For the second quarter of 2024, Rapid7 expects total revenue in the range of $203 million to $205 million, representing growth of 7% to 8%. The company expects non-GAAP operating income for the second quarter in the range of $35 million to $37 million and non-GAAP net income per share of $0.50 to $0.53.
Despite the lower top line outlook for the year, Rapid7 is maintaining its full year profitability targets. The company continues to expect 2024 operating income of $150 million to $158 million and net income per share in the range of $2.10 to $2.21, based on an estimated 75 million diluted weighted average shares outstanding. Rapid7 also remains committed to scaling free cash flow in its business, maintaining its expectation to generate at least $160 million of free cash flow for the full year 2024.

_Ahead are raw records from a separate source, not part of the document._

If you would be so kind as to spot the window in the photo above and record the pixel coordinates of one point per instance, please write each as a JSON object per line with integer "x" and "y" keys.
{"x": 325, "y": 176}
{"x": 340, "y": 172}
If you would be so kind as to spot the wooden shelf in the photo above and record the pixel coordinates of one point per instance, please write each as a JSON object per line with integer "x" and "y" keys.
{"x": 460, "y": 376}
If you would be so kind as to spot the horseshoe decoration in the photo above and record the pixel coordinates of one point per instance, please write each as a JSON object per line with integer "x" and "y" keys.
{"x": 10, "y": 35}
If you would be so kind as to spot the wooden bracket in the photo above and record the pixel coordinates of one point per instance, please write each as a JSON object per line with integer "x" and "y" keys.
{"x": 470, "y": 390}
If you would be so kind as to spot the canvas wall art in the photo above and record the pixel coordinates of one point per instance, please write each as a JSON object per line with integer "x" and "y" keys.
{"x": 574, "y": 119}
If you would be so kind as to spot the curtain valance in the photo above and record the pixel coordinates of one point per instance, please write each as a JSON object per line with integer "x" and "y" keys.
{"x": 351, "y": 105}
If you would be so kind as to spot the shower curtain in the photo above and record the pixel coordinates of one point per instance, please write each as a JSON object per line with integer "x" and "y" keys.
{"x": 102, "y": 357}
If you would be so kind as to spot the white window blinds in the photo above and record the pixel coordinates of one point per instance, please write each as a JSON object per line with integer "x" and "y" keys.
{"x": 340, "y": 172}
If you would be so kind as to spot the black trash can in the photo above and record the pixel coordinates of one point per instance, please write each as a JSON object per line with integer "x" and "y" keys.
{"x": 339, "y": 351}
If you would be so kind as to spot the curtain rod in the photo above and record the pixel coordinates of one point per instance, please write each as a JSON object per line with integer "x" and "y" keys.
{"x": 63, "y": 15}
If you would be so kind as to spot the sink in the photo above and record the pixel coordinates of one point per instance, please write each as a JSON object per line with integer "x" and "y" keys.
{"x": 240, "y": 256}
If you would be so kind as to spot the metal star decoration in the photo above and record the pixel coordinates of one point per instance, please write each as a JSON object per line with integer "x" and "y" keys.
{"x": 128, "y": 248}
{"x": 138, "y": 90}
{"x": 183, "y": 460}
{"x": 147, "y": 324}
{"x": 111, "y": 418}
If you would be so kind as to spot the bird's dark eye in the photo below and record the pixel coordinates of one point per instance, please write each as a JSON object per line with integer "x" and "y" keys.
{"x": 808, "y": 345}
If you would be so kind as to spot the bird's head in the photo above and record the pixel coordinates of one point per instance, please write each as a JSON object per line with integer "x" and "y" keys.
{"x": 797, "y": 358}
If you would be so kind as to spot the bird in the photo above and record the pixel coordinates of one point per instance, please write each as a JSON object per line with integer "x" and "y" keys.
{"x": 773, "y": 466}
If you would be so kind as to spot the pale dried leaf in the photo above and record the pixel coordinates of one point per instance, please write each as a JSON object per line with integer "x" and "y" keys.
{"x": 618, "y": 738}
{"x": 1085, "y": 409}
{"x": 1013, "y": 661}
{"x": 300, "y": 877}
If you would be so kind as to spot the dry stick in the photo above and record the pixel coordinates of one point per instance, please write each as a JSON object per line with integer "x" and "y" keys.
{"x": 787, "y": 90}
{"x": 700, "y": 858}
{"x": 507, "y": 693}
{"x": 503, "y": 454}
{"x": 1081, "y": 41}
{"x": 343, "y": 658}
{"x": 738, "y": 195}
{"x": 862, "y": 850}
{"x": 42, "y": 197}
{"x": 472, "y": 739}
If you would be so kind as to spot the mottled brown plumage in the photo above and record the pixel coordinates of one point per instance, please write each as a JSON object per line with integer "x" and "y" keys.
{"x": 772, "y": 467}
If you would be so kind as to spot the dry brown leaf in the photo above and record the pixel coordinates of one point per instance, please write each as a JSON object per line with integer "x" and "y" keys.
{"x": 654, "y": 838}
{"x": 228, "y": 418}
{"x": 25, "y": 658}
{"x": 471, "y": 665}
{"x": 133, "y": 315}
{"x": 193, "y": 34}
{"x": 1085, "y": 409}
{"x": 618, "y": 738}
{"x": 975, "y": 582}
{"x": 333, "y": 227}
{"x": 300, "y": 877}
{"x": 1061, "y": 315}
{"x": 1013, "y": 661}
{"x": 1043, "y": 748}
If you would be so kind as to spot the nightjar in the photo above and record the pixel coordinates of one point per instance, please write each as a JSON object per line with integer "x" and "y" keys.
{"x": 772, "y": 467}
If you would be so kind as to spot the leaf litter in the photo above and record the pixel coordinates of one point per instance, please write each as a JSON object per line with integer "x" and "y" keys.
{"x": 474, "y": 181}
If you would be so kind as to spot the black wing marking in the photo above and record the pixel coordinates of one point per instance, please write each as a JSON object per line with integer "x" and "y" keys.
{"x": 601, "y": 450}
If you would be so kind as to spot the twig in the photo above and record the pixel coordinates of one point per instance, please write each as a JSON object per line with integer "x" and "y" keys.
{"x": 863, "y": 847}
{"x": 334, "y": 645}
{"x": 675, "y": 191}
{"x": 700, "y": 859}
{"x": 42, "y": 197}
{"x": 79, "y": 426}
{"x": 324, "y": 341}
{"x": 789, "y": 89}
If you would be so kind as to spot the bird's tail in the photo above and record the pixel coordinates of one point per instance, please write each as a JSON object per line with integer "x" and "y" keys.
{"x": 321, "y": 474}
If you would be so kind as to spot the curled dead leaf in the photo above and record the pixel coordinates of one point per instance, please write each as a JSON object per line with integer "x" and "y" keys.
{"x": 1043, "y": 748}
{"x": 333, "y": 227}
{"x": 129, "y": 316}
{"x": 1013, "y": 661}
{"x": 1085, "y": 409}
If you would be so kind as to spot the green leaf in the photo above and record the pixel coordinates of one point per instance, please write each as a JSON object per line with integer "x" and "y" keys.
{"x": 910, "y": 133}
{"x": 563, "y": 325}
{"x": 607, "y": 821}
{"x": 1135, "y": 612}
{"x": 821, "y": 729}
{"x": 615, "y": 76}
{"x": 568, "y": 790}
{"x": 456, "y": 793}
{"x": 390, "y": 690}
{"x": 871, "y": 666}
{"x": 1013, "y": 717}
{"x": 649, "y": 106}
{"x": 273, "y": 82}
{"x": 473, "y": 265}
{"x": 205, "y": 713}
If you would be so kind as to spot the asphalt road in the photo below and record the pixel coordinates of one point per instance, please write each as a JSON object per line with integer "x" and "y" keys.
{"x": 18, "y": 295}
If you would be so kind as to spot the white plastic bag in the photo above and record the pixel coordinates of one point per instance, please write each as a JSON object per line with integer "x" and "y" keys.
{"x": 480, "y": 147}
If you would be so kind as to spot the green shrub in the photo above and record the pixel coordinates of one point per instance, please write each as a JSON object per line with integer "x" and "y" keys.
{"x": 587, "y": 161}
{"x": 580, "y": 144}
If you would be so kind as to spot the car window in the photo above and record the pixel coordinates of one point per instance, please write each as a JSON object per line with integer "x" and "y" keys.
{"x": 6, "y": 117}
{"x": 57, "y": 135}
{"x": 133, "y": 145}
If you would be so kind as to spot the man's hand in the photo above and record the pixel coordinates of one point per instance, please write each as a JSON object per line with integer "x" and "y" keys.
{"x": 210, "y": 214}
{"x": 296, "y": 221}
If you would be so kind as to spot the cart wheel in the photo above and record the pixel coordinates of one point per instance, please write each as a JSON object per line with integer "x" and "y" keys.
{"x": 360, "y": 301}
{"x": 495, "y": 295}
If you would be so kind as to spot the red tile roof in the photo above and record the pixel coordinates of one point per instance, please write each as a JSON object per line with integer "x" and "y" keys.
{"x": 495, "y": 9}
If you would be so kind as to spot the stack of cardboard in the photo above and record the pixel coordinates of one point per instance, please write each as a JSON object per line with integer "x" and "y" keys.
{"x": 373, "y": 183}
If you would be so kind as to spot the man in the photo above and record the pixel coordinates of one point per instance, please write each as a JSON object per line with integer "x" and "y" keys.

Geographically, Rapid7's revenue growth was driven by a 22% increase in international revenue, which represented 23% of total revenue in the first quarter of 2024. North America revenue grew 9% and represented 77% of total revenue.
Conclusion
In summary, Rapid7 is navigating the evolving cybersecurity landscape by focusing on delivering integrated risk and threat management solutions that provide customers with greater visibility, advanced capabilities, and enhanced response efficiency across their on-premise, cloud, and external attack surfaces. While the company is experiencing some near-term headwinds as it transitions its integrated risk management offerings, Rapid7 remains confident in its long-term strategy and is committed to driving profitability and free cash flow generation in 2024 and beyond.